Late-night parting snacks are of the moment, with couples providing treats like cheesesteaks, “we tied the knot” pretzels, sliders and breakfast sandwiches. These delectable offerings not only delight the palate but also provide a memorable way to conclude the festivities.
Lassoff notes a strong trend toward couples incorporating beloved snacks (think ice cream trucks and Tater Tot towers) and cultural foods, like a croquembouche or limoncello, to make the wedding more dynamic and reflective of their personalities.
Personalization is key, she says, and this extends to presentation. “You’ve always had a dessert station, but now it has to look nice. It can’t just be a table full of things to take. You have to make it engaging for people to consume.”

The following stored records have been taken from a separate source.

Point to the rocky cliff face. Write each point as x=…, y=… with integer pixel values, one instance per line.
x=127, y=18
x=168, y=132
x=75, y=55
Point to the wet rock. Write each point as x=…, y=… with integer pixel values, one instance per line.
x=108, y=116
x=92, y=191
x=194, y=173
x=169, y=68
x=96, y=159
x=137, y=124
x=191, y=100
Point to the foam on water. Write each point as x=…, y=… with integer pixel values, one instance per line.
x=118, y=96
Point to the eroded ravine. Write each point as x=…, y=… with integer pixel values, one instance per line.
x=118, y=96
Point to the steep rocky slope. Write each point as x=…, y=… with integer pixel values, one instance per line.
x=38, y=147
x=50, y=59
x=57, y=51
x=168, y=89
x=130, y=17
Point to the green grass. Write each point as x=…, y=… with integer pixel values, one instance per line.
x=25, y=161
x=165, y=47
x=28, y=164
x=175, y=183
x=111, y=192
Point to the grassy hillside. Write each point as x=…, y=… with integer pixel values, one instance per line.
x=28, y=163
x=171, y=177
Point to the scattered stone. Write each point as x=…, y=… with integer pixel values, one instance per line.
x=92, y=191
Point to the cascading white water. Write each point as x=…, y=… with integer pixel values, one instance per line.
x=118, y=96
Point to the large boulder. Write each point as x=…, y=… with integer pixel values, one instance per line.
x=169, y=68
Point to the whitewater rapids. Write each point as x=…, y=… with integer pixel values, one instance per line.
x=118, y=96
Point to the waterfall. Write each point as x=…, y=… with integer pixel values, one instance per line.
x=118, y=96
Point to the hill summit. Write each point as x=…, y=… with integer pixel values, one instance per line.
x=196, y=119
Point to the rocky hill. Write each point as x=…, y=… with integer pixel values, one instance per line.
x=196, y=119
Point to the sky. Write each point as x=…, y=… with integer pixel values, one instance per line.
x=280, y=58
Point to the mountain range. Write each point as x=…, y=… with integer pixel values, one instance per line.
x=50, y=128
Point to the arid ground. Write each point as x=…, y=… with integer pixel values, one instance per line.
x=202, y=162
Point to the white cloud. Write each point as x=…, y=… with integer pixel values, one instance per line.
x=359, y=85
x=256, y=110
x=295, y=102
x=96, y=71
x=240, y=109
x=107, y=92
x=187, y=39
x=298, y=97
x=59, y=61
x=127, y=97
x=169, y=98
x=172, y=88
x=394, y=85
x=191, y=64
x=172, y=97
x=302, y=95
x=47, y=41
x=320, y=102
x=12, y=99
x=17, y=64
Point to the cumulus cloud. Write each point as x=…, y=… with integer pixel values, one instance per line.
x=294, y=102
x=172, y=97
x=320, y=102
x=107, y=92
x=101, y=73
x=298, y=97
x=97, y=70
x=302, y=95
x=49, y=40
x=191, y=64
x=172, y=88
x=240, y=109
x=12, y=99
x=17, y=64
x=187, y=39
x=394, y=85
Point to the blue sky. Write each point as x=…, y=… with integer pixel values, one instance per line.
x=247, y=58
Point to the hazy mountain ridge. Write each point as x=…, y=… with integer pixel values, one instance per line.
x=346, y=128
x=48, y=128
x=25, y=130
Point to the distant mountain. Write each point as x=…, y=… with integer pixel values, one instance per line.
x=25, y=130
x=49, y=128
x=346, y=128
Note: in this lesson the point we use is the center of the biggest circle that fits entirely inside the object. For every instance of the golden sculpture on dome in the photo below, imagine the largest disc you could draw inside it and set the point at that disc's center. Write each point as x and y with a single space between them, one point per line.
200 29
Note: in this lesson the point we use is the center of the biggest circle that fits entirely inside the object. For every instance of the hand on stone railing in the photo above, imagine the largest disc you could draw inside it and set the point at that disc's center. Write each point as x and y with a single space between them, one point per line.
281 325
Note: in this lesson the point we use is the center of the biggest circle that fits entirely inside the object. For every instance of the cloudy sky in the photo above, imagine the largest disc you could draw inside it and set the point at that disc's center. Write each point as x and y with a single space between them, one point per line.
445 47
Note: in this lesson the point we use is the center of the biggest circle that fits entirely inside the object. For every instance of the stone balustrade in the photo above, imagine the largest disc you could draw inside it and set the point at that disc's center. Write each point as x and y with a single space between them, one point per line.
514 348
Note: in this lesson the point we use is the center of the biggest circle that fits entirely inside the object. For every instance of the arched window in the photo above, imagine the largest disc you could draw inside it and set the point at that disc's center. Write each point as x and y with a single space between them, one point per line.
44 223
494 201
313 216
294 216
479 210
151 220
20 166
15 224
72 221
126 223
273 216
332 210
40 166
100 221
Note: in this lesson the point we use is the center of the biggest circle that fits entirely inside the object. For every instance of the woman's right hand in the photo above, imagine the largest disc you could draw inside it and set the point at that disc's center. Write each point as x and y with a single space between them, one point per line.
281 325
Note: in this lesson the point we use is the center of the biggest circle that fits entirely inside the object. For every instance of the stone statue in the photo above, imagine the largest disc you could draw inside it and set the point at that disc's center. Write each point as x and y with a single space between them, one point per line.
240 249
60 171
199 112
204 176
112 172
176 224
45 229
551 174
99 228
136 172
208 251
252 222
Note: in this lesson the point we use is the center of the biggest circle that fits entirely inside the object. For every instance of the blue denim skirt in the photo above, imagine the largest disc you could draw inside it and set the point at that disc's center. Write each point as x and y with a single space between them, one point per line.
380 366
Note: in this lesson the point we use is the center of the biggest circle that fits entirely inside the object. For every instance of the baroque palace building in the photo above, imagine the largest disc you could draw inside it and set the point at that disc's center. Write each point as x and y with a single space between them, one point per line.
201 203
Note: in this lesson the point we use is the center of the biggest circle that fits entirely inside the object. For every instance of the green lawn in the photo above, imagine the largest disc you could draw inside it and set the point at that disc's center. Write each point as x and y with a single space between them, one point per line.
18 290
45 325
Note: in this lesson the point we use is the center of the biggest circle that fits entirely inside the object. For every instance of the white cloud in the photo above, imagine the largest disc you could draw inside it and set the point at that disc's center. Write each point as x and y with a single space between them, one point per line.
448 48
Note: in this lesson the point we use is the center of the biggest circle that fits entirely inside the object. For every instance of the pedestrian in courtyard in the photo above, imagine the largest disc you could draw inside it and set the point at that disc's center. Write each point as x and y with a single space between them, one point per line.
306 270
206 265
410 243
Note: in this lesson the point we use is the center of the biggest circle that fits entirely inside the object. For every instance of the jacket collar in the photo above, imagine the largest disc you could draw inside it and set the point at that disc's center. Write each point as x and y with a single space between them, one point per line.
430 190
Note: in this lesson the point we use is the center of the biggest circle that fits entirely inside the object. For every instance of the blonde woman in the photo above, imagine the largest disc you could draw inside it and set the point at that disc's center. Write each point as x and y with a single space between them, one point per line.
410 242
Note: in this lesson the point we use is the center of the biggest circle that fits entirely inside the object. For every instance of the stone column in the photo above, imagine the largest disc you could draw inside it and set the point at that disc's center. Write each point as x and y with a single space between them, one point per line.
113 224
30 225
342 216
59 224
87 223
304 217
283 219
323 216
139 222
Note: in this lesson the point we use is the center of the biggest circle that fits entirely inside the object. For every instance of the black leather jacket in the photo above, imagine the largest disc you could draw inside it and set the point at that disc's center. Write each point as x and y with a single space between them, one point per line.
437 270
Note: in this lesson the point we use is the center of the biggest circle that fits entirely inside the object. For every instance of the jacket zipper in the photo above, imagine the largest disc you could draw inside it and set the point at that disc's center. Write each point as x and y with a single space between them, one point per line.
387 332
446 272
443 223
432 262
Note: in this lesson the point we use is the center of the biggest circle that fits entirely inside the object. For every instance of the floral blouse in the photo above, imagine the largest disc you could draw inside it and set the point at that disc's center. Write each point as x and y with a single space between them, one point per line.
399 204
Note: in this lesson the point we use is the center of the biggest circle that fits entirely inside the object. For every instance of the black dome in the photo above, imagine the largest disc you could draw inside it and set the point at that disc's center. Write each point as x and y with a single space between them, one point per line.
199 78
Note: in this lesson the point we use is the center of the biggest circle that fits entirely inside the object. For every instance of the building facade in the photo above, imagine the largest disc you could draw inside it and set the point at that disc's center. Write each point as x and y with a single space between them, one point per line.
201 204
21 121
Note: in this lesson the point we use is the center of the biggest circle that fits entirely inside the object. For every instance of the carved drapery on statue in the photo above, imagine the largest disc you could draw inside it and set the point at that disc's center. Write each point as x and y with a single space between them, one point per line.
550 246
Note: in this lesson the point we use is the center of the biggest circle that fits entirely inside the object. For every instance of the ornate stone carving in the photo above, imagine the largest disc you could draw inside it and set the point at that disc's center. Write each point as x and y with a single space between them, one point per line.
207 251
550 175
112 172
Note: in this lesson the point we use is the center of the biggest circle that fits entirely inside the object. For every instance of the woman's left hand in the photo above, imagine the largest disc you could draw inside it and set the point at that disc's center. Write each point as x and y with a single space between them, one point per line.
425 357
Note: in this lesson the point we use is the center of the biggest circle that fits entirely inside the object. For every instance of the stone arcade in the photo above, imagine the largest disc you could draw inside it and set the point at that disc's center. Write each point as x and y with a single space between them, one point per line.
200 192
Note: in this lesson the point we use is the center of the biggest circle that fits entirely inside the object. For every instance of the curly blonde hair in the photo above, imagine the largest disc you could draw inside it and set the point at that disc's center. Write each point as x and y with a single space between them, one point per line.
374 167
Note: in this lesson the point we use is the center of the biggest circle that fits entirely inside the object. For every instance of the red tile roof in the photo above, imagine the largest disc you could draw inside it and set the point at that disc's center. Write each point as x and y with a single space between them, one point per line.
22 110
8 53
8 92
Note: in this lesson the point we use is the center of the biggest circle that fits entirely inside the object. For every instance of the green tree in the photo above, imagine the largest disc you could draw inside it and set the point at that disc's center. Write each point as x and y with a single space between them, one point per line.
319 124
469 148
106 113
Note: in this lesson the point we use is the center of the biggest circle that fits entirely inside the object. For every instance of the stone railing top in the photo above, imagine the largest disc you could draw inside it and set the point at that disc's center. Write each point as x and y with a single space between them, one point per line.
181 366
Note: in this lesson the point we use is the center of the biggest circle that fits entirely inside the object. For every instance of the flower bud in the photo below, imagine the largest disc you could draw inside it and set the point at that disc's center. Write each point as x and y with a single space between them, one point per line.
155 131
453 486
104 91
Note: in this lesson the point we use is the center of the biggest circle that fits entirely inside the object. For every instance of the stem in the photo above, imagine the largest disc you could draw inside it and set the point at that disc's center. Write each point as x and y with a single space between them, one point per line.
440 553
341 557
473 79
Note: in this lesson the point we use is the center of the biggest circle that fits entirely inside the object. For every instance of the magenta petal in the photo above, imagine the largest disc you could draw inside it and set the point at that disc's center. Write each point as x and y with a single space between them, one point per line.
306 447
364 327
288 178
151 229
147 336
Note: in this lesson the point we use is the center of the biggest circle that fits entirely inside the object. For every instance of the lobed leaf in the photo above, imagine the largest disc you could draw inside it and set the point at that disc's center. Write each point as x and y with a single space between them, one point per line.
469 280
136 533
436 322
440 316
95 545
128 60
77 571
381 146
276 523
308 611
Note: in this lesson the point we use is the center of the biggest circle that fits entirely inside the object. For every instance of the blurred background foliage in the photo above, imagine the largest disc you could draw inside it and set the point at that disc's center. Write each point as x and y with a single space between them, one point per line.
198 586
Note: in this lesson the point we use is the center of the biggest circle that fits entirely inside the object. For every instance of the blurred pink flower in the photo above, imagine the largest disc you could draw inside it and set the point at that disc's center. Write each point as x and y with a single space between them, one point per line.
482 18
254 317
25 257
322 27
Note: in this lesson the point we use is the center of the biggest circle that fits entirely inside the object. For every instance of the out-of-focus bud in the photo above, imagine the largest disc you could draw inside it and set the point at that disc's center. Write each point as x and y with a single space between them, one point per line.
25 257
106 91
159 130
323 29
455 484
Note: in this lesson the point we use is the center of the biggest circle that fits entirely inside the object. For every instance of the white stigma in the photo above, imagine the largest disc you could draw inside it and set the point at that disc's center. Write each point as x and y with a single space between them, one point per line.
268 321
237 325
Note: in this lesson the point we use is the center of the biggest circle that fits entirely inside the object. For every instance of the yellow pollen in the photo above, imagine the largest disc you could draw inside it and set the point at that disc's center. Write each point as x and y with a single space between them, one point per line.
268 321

As guests now actively share their experiences on social media, couples are curating displays and food choices that hold visual appeal. These ’gram-worthy favors (like a mini taco in a lime wedge) have become a way to share a couple’s unique story.
Photo booth opportunities have also evolved. Beyond the old-school strips of fun, candid snapshots to take home, vendors now offer 360-degree rotating platforms and captures that upload right to your device.
In the age of destination celebrations (and the fact that families and friends are spread across geographical areas and travel farther for weddings), hotel bags on arrival are also a popular favor.
“Couples might curate a ‘welcome to our wedding’ package filled with weekend essentials—like water bottles, Advil and granola bars—that guests can really use,” Lassoff says.
In general, the overall movement is toward being “less wasteful and more pragmatic,” she explains. Charitable contributions and sustainable gifts, like an herb to take home and grow, also convey mindful intentions.